Kurz: Es ist unbestritten und selbstverständlich, dass kein Arzt einen Patienten gegen seinen Willen behandeln darf. Die Entscheidung über ärztliche Eingriffe liegt beim Patienten und nicht beim Arzt. Dies gilt auch dann, wenn der Arzt einen Eingriff für sinnvoll hält, der Patient dies aber anders sieht. Nichts anderes darf für den Fall gelten, dass der Patient nicht mehr ansprechbar ist und genau für diesen Fall seinen klaren Willen vorher niedergelegt hat. Wer Bedenken hiergegen hat, mag von einer Patientenverfügung für sich selbst absehen. Auch wir Abgeordnete haben jedoch nicht das Recht, für andere Menschen zu entscheiden, dass sie wegen allerlei Bedenken zwangsbehandelt werden müssen. Denn die Alternative zur Patientenverfügung ist ja nicht ein aktueller freier Wille, sondern die Entscheidung anderer.

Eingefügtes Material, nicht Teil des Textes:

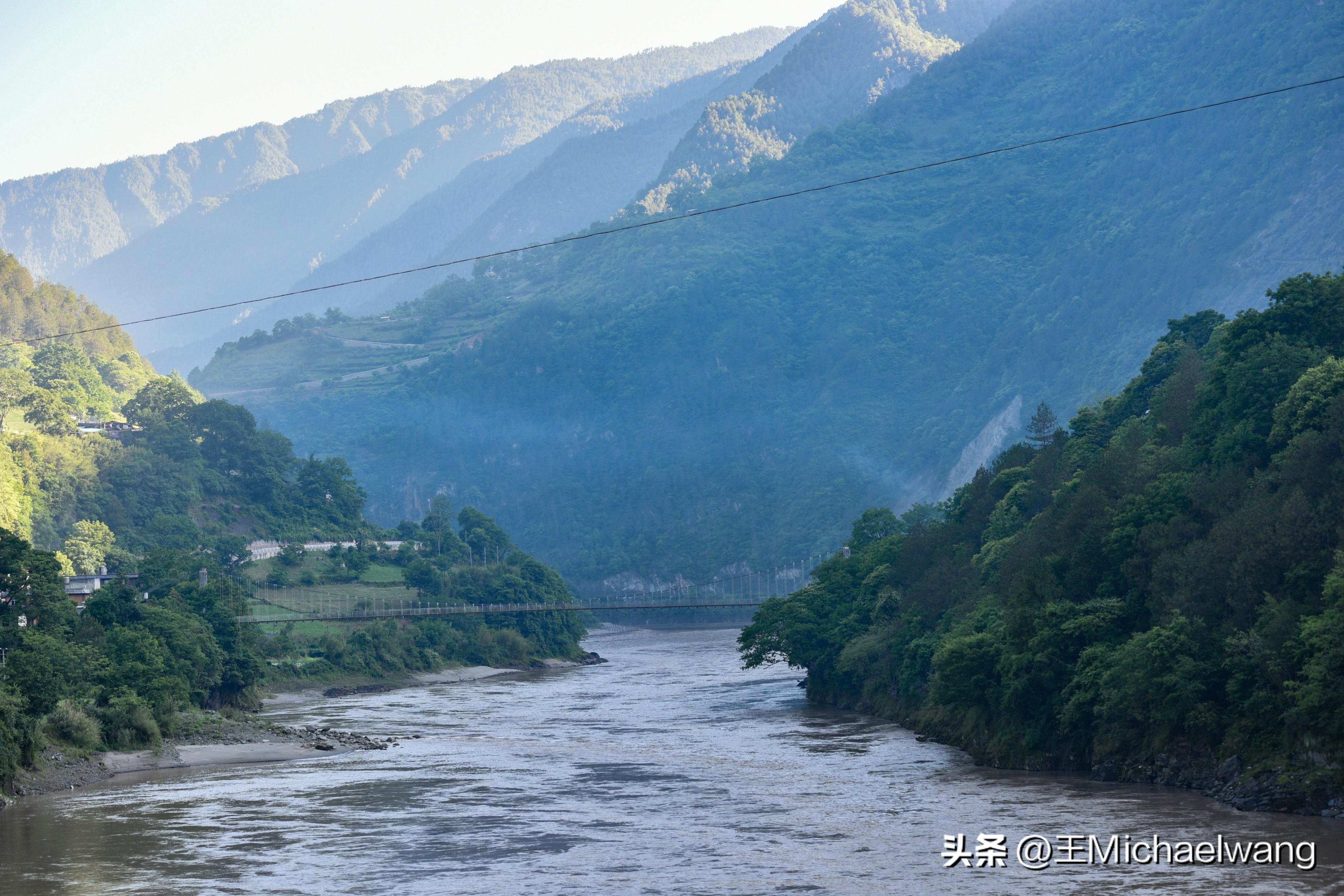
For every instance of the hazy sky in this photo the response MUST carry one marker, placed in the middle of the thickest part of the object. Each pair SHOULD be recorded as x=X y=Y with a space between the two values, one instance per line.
x=84 y=84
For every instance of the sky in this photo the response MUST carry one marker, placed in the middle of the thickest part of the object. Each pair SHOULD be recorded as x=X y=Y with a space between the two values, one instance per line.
x=85 y=84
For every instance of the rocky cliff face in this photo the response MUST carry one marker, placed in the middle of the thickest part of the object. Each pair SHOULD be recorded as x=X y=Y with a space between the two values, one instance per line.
x=854 y=56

Eine Vorsorgevollmacht ist immer sinnvoll, damit eine Person meines Vertrauens meine Rechte für mich wahrnehmen kann. Wichtige Entscheidungen sollten jedoch zusätzlich durch eine Patientenverfügung getroffen werden, damit der Bevollmächtigte, die Ärzte und womöglich das Gericht eine klare Entscheidungsgrundlage haben.